Judy (Madeleine Harris) and Jonathan (Samuel Joslin) are going through some teenage stuff. Judy had her heart broken by a boy, and now she runs a self-published school newspaper—no boys allowed—and wears a beret. Jonathan really loves steam trains, but he has to hide his interest, lest he be seen as uncool at school.
As for Paddington, he wants to buy his Aunt Lucy (voice of Imelda Staunton) a birthday present that appropriately displays how much he appreciates all that she's done for him. There's a lovely little flashback at the beginning, showing how Lucy and her husband Pastuzo (voice of Michael Gambon) put off their planned trip to London to raise a cub that was separated from his family (Undoubtedly, there's another sequel here). Paddington has his eye on an antique pop-up book, showing various landmarks of the city. He figures if she can't come to London, he'll take London to his aunt. There's yet another lovely diversion, as miniature versions of Paddington and Lucy tour the cardboard rendering of the city.
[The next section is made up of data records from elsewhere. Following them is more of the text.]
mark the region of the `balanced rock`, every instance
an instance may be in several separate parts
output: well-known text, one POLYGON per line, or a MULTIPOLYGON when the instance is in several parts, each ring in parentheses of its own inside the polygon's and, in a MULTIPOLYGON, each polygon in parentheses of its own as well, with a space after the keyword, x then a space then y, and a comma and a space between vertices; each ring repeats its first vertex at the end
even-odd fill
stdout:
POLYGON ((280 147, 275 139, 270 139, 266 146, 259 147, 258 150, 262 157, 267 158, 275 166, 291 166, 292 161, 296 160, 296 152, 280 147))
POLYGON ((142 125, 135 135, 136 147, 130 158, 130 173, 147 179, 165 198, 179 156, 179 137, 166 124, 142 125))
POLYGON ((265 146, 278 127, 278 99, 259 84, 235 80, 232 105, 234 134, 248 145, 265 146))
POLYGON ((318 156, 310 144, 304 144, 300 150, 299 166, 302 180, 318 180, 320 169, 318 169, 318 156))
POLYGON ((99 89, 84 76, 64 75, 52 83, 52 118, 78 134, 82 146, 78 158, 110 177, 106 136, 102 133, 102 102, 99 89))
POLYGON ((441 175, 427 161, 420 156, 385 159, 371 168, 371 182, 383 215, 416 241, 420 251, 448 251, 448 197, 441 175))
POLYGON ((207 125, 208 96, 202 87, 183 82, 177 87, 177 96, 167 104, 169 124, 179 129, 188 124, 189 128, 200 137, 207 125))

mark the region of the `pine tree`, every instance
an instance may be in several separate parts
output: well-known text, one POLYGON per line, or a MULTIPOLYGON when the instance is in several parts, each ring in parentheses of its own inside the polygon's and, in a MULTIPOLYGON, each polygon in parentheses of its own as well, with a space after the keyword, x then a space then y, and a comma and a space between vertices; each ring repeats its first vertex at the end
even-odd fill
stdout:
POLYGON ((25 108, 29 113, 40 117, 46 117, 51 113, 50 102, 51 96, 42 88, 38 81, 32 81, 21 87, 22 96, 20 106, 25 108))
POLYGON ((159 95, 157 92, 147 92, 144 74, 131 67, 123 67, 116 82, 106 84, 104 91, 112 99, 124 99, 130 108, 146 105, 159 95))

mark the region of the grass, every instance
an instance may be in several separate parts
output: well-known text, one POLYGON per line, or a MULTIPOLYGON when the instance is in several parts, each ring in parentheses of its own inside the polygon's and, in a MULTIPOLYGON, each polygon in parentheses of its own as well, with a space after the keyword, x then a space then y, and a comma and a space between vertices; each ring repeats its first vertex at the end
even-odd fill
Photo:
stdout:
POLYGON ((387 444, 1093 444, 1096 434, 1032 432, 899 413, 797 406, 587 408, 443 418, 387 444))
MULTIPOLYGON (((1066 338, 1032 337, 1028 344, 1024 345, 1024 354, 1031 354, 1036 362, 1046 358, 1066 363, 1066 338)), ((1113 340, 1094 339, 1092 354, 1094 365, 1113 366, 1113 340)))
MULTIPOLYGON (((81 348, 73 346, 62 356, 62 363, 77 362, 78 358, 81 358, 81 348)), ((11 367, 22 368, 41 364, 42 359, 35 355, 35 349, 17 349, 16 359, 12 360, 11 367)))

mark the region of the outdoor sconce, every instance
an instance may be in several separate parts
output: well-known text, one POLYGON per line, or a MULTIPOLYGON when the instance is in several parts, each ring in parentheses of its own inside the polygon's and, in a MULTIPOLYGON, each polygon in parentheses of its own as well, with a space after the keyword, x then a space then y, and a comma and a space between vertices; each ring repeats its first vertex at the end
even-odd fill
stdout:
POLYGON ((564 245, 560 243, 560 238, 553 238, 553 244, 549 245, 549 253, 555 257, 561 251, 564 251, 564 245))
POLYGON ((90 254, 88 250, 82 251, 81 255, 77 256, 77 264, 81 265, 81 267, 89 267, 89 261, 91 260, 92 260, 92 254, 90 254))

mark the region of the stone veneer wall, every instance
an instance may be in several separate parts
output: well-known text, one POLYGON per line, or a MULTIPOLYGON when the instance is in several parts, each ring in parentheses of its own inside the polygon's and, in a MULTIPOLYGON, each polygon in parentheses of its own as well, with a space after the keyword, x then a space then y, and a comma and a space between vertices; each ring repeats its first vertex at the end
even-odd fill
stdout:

A lot of this material is lovely, but it's never sappy or overly sentimental, because the film is so invested in Paddington's outlook on the world and manner. He brings his little neighborhood together, doing small favors for the locals that they barely notice (bringing a woman her breakfast in exchange for a ride on her bike, helping a garbage collector with an upcoming test, and offering kind consolation to the vendor at the newspaper stand for the state of her love life). They don't realize until it's gone, leaving a self-appointed neighborhood watch captain (played by Peter Capaldi) to rail against those who are "different" and provide a color-coded chart for how afraid the neighborhood should be.
There are darker elements to the sequel, but King and Farnaby have learned their lesson from the first film, which employed a villain who actually wanted to kill our loveable bear (good riddance to that thought). Instead, these characters and situations have a sillier edge to them. The villain is a thieving, disguise-happy, and past-his-prime actor named Phoenix Buchanan (a very funny and very self-deprecating Hugh Grant), who wants the pop-up book for hidden clues to a treasure hidden away somewhere. A misunderstanding takes Paddington to prison, where he transforms the place with the help of a grumpy cook named Knuckles (Brendan Gleeson), a mishap that turns all of the inmate's uniforms pink, and the magic of Aunt Lucy's marmalade recipe.
This is exactly what a sequel should be—taking what works, dismissing what doesn't, and following through on and expanding upon the core of its characters and ideas. More than that, though, Paddington 2 is very funny, encouragingly optimistic, and surprisingly affecting stuff.